# Friday night shrimp boil.



## 73saint (Jul 10, 2020)

Kept it pretty simple tonight.  Took out a 4 lb bag of shrimp to boil.  We love to boil a small batch of shrimp, then peel what we don’t eat, and make a shrimp salad.  We’ve been doing this the same way for well over 40 years, my entire life.
Granted, I would prefer head-on shrimp for boiling.  But we usually get large batches of really fresh shrimp and always have to freeze some.  I typically freeze my shrimp with heads off, so we make do.  This still comes out great. 






all I’m doing here is measuring out my water. I’ll remove the shrimp before adding the seasoning, but I want my water to just cover the shrimp for small batches like this.
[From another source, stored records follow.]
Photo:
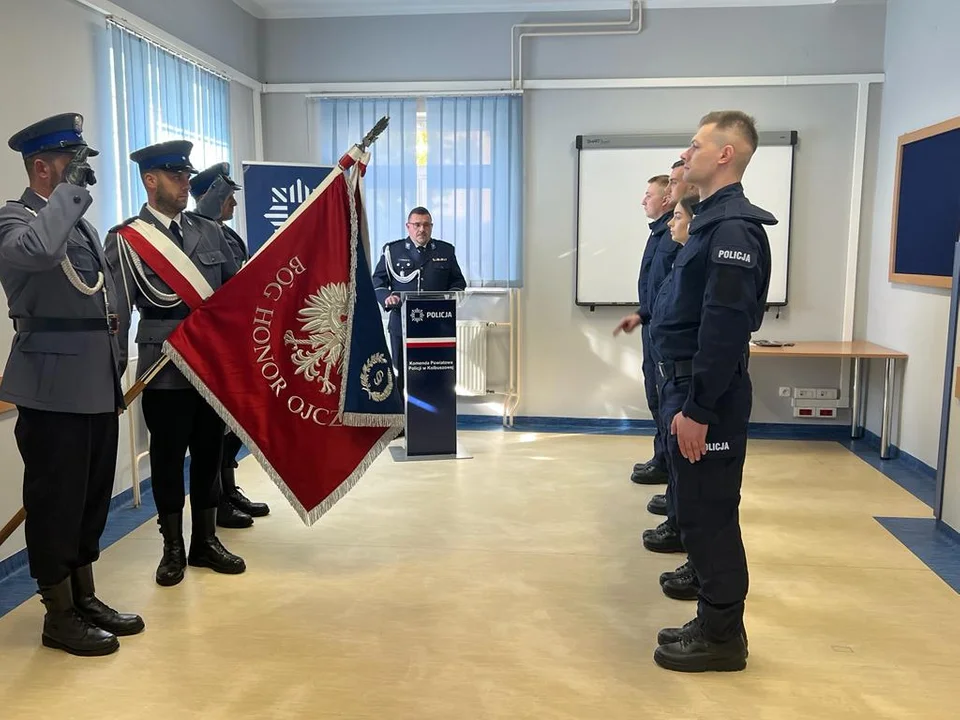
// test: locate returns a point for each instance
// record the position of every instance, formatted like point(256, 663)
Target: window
point(458, 156)
point(159, 96)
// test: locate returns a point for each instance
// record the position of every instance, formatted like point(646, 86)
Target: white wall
point(69, 24)
point(922, 88)
point(220, 28)
point(572, 364)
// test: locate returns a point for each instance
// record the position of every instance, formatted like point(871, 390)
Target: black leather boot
point(229, 516)
point(95, 612)
point(657, 505)
point(206, 550)
point(662, 538)
point(174, 560)
point(682, 587)
point(682, 570)
point(689, 650)
point(232, 494)
point(242, 503)
point(649, 475)
point(65, 629)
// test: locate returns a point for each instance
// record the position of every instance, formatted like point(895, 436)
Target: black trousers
point(231, 446)
point(178, 420)
point(396, 348)
point(70, 461)
point(653, 400)
point(707, 496)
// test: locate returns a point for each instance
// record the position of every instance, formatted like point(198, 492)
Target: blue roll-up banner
point(272, 192)
point(430, 339)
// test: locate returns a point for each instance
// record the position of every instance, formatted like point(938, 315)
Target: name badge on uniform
point(735, 256)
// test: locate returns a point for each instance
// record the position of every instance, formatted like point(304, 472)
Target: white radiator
point(471, 358)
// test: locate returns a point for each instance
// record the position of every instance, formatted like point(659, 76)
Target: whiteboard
point(612, 228)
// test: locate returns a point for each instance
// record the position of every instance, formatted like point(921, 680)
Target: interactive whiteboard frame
point(678, 142)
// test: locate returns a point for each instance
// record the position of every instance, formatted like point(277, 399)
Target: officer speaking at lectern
point(417, 263)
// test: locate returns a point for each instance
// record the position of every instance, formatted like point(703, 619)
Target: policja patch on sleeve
point(738, 256)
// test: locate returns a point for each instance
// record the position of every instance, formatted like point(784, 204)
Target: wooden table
point(860, 352)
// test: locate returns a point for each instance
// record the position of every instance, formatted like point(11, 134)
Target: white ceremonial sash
point(168, 261)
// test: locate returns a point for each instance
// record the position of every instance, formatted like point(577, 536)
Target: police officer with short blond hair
point(703, 316)
point(178, 417)
point(63, 374)
point(214, 189)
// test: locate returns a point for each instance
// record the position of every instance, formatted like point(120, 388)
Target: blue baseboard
point(16, 585)
point(625, 426)
point(935, 543)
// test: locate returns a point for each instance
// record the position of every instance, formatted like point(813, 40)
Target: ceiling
point(274, 9)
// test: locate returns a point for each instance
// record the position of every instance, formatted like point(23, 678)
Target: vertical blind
point(159, 96)
point(460, 157)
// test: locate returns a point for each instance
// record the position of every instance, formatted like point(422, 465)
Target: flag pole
point(140, 385)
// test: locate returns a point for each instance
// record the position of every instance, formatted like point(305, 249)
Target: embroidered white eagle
point(324, 320)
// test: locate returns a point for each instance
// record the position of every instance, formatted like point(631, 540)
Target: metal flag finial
point(371, 137)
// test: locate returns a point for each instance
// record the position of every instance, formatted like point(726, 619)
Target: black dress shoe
point(685, 587)
point(682, 570)
point(671, 635)
point(638, 467)
point(663, 539)
point(245, 505)
point(206, 550)
point(174, 560)
point(657, 505)
point(693, 652)
point(229, 516)
point(649, 475)
point(96, 612)
point(65, 629)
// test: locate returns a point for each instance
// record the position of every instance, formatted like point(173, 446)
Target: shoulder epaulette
point(126, 222)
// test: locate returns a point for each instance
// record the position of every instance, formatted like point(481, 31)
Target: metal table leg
point(889, 380)
point(856, 399)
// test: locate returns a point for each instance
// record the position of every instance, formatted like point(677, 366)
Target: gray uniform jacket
point(59, 371)
point(205, 244)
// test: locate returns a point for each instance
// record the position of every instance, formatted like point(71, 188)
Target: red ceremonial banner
point(271, 348)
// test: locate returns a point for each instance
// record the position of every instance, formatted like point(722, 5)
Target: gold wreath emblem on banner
point(379, 376)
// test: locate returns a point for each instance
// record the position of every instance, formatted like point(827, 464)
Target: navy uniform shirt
point(405, 268)
point(715, 296)
point(657, 260)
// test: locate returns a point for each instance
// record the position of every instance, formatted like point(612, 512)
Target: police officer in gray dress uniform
point(63, 374)
point(214, 189)
point(176, 415)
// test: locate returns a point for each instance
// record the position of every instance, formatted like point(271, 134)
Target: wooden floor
point(514, 585)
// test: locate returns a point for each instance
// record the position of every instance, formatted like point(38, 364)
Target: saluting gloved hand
point(79, 172)
point(211, 204)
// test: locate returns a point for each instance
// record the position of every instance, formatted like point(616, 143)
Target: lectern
point(430, 374)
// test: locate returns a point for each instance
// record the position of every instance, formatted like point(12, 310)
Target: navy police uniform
point(702, 319)
point(235, 510)
point(63, 374)
point(657, 259)
point(404, 267)
point(176, 415)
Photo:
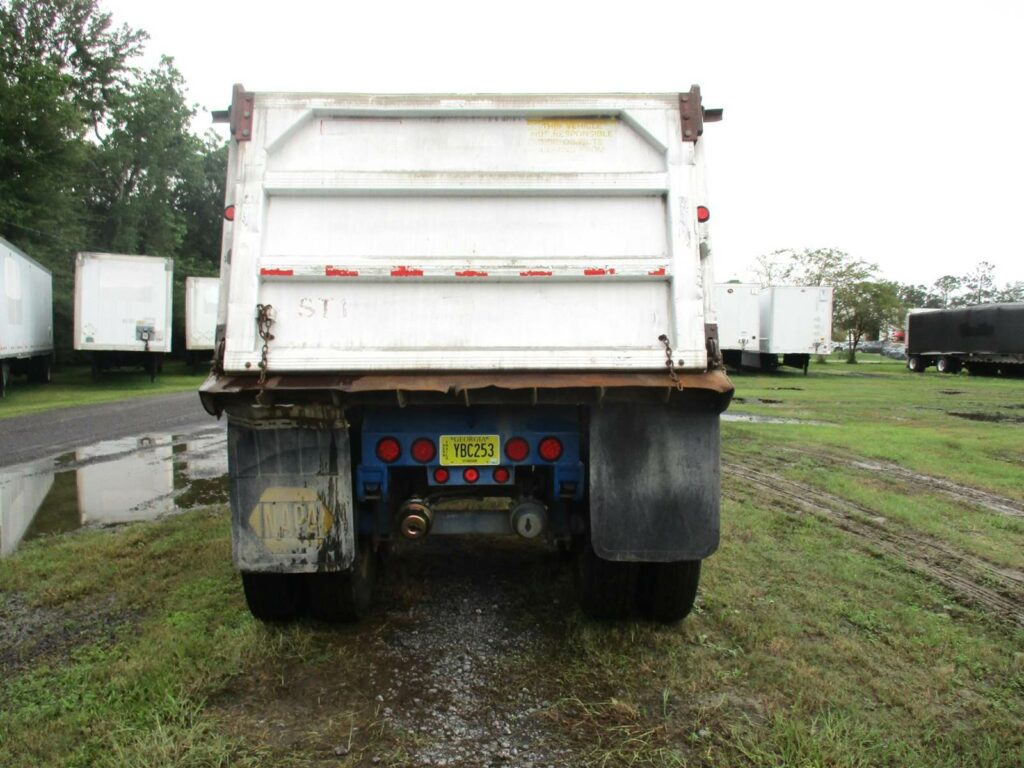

To the water I add 3/4 cup salt, 2-3 bags of zatarains seasoning bags, 1/3 cup cayenne, 3-4 lemons, 2-3 onions, couple stalks of celery and at least two whole heads of garlic, cut in half.   Add a little cooking oil to the water, bring it to a boil, add the shrimp & bring to a second boil, trying to keep the total cook time to about 4 minutes.   Then I turn the heat off, cover 3/4 of the pot and let the shrimp soak for 20 minutes.   Then I strain all the shrimp out of the water and it’s time to eat!





here they are soaking, right before covering
. 
	

		
			
		

		
	






time to eat!  But that’s not the best part.  To me, leftover shrimp salad is about as good as it gets.  Here’s my family’s recipe. It’s not anything fancy but I wouldn’t change a thing. Now you have to eyeball this bc you never know how much shrimp you have leftover. But chop some iceberg lettuce, green onion, celery, rough chop your shrimp, add about two dollops of mayo, cracked black pepper and a dash or two of old bay. Mix it up and try to let it sit for at least an hour or two.  But overnight is better. 





Serve it on a saltine cracker and it’s heaven!

hope everyone has a great weekend!


----------



## 6GRILLZNTN (Jul 10, 2020)

Heck Yea.  I'd be all over that for sure.

Dave


----------



## TNJAKE (Jul 10, 2020)

Yeah bud. Nice. I'm a fan of all you did


----------



## Steve H (Jul 11, 2020)

I'll take some! Looks good!


----------



## forktender (Jul 11, 2020)

DAMN!!! That all looks awesome!!!
My kinda grub'in right there, I haven't done a boil in a few years.......time to get busy.

Thanks for the kick start, I need to get busy.
Dan


----------



## SmokinAl (Jul 11, 2020)

Awesome!
We don’t get fresh shrimp around here very often, & when we do, they are expensive!
Al


----------



## 73saint (Jul 11, 2020)

Thanks everyone!


----------



## tx smoker (Jul 11, 2020)

OH YES!! Where's my snorkel and fins? I'm ready to dive into that. Beautiful meal without a doubt.

Robert


----------



## HalfSmoked (Jul 11, 2020)

Nice job saint and for sure would go for the hold deal shrimp salad and all.

Warren


----------



## xray (Jul 11, 2020)

Oh that all looks so good! The shrimp salad sounds delicious too!

I inherited a turkey fryer that needs a new burner. I’m fixing to do some kind of boil.


----------



## HalfSmoked (Jul 11, 2020)

Thanks for the like saint it is greatly appreciated.

Warren


----------